How to get findOverlapped region?
您好,我正在使用 GRanges 并使用 IRanges 的 findOverlaps 函数查找重叠。我得到了查询和主题重叠的命中,但我还想知道它们重叠的查询和主题的坐标,这样我就可以检索它的序列。
如何获取主题和查询重叠的坐标。我正在使用以下功能:
library(GenomicRanges)
library(regioneR) # toGRanges
fo <- findOverlaps(query = toGRanges(df1),subject = toGRanges(df2),type = "within")
df1 <- structure(list(df1c = c("chr2", "chr2", "chr2", "chr2"), df1c2 = c(2800,
3600, 3719, 3893), df1c3 = c(3270, 4152, 5092, 4547)), class = "data.frame", row.names = c(NA,
-4L))
df2 <- structure(list(df2c = c("chr2", "chr2", "chr2", "chr2", "chr2L"

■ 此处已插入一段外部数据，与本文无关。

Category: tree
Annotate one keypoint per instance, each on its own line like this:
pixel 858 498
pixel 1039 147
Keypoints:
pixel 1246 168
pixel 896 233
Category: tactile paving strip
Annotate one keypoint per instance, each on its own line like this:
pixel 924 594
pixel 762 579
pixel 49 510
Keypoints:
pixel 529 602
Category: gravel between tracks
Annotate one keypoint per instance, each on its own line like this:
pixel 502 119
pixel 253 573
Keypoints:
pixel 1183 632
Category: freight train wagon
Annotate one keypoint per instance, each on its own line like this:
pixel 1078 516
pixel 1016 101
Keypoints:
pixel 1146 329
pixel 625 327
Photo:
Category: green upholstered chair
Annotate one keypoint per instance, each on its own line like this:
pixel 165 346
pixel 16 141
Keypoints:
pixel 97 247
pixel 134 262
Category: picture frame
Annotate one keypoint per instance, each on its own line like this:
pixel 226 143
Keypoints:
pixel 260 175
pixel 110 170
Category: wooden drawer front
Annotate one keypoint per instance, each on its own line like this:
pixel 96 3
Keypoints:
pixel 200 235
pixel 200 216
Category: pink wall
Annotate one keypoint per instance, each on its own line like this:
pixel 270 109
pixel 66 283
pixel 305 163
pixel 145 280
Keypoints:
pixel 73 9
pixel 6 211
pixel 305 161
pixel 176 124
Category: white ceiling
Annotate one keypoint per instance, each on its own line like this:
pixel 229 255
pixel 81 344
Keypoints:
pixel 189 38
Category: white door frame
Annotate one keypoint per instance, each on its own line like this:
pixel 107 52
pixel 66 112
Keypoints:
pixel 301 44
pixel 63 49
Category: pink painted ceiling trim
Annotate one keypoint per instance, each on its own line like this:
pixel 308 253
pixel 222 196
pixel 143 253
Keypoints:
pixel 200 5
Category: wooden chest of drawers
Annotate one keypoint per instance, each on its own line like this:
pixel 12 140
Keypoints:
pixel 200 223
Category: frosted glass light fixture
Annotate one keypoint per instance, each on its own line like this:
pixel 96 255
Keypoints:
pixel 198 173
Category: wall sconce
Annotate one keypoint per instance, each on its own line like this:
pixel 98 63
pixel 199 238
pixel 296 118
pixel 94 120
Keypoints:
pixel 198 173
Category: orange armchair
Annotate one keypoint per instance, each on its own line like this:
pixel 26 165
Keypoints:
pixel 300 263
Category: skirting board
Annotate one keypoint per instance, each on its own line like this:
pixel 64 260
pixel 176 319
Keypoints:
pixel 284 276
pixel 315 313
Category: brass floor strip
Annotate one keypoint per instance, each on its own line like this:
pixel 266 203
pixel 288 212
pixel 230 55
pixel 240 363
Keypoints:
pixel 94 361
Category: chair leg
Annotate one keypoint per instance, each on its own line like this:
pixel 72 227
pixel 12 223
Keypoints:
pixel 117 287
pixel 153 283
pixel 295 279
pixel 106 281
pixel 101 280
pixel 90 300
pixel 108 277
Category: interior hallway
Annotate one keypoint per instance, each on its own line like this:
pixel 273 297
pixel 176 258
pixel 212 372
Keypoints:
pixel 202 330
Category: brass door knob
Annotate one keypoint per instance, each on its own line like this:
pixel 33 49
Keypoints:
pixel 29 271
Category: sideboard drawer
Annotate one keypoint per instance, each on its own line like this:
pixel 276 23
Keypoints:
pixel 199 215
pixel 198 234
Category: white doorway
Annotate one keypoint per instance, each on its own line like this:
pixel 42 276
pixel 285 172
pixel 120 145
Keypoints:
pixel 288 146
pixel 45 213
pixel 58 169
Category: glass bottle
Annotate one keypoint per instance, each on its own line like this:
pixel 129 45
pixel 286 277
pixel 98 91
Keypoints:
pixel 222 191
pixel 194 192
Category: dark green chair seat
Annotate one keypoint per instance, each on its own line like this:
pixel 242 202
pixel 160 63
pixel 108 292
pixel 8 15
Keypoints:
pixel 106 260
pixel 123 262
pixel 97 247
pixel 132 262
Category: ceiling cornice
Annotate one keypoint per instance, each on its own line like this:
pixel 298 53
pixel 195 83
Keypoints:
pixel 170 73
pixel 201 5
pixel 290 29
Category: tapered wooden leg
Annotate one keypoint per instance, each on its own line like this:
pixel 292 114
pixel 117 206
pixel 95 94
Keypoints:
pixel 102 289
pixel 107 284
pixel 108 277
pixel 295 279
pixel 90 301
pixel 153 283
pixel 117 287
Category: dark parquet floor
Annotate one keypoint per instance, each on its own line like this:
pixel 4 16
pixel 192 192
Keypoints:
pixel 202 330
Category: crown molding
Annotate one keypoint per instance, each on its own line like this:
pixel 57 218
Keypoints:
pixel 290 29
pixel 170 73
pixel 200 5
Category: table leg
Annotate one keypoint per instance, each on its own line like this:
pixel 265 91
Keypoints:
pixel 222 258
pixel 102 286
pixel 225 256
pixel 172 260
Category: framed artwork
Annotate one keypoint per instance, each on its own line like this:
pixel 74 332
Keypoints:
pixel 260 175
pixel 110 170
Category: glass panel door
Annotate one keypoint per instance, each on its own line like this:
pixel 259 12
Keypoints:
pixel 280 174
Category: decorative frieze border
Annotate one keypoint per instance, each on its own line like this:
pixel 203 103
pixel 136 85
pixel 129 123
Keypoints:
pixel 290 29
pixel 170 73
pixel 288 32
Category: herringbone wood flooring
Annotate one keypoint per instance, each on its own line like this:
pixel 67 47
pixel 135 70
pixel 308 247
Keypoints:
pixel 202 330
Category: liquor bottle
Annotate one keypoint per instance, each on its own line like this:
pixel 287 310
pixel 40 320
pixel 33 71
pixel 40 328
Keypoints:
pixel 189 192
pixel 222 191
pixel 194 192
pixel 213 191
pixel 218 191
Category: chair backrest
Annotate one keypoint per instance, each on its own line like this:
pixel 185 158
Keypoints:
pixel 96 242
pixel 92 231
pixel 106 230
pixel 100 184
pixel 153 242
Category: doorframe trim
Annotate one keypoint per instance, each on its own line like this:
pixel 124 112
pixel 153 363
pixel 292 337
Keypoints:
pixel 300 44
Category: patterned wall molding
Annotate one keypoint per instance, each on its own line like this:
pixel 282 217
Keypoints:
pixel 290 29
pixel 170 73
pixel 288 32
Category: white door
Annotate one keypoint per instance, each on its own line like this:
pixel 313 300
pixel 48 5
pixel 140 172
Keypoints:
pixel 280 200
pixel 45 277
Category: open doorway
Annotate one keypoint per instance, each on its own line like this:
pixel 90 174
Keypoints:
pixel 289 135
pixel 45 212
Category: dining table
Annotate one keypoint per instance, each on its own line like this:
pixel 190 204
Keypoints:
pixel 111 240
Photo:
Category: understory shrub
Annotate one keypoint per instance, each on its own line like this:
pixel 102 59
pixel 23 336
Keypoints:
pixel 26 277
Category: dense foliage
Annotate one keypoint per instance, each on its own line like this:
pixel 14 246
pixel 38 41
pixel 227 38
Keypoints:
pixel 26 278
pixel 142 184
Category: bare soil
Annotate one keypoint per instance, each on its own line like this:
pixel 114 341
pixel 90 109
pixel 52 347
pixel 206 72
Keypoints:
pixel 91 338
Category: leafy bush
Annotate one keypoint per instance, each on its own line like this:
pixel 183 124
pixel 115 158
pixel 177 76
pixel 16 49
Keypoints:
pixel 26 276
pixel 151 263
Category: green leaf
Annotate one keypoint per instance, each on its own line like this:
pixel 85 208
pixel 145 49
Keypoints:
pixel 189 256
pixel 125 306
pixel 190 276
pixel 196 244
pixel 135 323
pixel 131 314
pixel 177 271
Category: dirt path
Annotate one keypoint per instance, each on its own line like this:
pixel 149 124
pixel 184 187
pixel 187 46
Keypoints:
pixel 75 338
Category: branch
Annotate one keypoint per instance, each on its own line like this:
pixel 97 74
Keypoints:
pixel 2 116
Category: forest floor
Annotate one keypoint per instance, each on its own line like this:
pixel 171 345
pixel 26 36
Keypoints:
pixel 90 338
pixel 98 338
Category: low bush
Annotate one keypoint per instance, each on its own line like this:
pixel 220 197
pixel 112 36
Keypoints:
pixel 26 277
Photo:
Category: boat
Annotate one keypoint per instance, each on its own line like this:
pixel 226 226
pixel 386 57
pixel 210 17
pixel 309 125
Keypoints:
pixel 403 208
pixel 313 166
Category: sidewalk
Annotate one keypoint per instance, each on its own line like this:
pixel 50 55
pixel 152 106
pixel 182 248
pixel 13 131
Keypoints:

), df2c2 = c(263, 342, 424, 846, 1030), df2c3 = c(20091, 17222,
2612, 4265, 11575)), class = "data.frame", row.names = c(NA,
-5L))
The expected output should be like
chr CoDF1 CoDF2
1 100-200 90-210
1 150-280 100-285
CoDF1 = Coordinates of df1 file where its overlapped with df2 reads
CoDF2 = Coordinates of df1 file where its overlapped with df1 reads
你最好使用intersect()
:
> intersect(toGRanges(df1),toGRanges(df2))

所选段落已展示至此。